I understand that mods can see the timings of moves but not sure if that info is accessible to us mere mortals. The implication is that’s it’s recorded somehow and it sounds like @Lys is onto something.
Now we need a specialist on time formats.
They aren’t seconds, but what are they?
How could we know that?
We could setup a game where we know how much time is spent for each move, so to learn the conversion rule for those numbers (or to understand that those aren’t times).
They are miliseconds
Oh gosh, I already played a game against Amybot!
Well, I don’t need that anymore.
Thank you @AdamR
So @Sallmard, what you can do is:
- download details for your game
- clean up data (manually or using a software)
- review your game with your timetable nearby
I don’t know about SGF.
All super helpful. In summary I play a lot too quickly when I shouldn’t
It’s interesting to tie the blunders as flagged by AI back to how quickly they were played!
If I recall correctly, SGF is open-ended, and one can use new tags for extra information. That gives one way of adding the times of moves; the other would be to use specially formatted comments, such as I think I have seen Lizzie use to save extra information about analysis by KataGo or Leela Zero.

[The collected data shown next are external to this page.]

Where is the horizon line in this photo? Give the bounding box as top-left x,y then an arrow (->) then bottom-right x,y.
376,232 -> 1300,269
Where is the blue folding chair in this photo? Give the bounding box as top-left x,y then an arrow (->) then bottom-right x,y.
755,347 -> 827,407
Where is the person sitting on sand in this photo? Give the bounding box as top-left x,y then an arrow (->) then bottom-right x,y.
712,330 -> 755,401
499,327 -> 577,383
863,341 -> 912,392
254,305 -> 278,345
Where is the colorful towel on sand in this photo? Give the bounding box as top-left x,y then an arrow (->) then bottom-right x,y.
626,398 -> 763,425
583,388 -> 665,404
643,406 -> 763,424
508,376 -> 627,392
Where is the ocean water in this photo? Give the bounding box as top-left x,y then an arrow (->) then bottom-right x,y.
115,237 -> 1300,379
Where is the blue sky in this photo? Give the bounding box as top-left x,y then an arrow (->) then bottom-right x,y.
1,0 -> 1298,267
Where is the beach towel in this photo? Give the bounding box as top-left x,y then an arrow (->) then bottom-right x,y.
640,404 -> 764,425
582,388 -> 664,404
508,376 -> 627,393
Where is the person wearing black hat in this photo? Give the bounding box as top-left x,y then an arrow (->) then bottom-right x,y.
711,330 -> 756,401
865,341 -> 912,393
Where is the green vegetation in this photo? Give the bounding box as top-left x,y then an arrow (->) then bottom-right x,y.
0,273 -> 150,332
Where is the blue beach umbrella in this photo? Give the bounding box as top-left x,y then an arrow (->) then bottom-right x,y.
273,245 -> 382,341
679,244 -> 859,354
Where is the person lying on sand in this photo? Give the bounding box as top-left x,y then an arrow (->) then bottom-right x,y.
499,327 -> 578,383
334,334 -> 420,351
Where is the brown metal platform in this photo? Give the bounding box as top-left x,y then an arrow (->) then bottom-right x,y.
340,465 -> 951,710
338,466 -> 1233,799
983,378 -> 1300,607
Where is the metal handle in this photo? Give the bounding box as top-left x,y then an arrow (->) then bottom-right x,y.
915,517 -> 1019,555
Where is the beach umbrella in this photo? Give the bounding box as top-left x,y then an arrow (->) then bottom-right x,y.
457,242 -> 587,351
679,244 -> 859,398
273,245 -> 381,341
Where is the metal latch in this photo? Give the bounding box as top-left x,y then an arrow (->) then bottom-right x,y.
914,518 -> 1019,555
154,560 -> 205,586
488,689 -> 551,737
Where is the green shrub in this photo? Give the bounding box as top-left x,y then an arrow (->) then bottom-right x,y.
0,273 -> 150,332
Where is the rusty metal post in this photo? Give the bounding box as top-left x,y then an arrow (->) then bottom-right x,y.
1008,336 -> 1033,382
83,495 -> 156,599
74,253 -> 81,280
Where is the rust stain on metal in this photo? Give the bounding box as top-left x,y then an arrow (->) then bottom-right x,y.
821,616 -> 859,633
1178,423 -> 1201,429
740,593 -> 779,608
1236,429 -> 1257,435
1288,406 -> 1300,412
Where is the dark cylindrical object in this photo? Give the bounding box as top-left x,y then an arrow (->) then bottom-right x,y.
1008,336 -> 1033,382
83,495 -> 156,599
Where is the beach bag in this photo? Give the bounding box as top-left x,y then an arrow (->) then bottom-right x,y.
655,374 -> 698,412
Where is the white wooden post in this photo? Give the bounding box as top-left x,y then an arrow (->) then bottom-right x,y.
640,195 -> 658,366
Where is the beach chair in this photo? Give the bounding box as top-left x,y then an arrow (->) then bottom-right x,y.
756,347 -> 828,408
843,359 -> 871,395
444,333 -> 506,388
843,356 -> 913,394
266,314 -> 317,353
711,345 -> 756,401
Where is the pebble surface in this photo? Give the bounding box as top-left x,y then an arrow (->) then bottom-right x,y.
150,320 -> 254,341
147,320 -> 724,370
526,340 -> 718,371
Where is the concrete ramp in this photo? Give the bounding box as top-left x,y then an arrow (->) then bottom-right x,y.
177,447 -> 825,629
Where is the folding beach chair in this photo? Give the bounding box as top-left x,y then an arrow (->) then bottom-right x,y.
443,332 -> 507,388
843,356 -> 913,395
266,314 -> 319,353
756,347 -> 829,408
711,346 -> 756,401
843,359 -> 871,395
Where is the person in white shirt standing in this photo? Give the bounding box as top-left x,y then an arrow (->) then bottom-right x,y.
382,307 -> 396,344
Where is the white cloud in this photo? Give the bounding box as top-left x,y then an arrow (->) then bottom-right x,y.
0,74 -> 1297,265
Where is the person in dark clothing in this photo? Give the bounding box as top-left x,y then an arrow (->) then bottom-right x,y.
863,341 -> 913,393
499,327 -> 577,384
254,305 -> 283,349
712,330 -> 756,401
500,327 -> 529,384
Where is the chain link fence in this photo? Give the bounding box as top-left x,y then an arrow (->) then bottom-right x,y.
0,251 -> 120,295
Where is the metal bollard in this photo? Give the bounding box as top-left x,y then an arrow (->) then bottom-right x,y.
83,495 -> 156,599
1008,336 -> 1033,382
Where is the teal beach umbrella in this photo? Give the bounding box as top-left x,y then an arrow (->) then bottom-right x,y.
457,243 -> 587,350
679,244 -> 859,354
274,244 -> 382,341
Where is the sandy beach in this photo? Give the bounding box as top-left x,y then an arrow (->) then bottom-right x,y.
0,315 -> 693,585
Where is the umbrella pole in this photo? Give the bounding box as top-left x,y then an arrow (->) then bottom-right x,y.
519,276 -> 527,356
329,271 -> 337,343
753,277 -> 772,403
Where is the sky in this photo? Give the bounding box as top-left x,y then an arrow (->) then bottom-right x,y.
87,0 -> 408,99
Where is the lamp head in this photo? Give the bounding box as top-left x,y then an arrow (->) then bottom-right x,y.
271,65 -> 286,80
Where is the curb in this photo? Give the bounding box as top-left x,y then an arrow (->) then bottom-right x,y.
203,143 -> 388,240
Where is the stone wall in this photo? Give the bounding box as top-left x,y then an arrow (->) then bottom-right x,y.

Personally I think it is well worth defining a new specific tag for, ideally in a new version of the SGF specification for Go. I would then favour a human-readable absolute time format such as yyyy-mm-dd-hh:mm:ss.xxxxxxx, where x is the decimal fraction of the second as accurate as the implementation feels like (bots might use sub-milliseconds). One could allow unchanged leading parts of the time to be omitted, and the time zone could be specified in the first tag. One could also add some notation for the remaining time control for the player who moved, or use a separate tag for that.
Lately this request has been coming up about once a week.
I think that’s a clear signal to nudge it up a few notches on the priority list.
Yes sgf allows custom tags and several other servers already include move time information in their sgf export. So before inventing yet another way of doing it (which is less likely to be supported in existing sgf editors) it would be good to see how they do it and copy them if it’s not absolutely terrible (Excel time anyone?).
Basically I agree, though I would regret a non-human-readable format.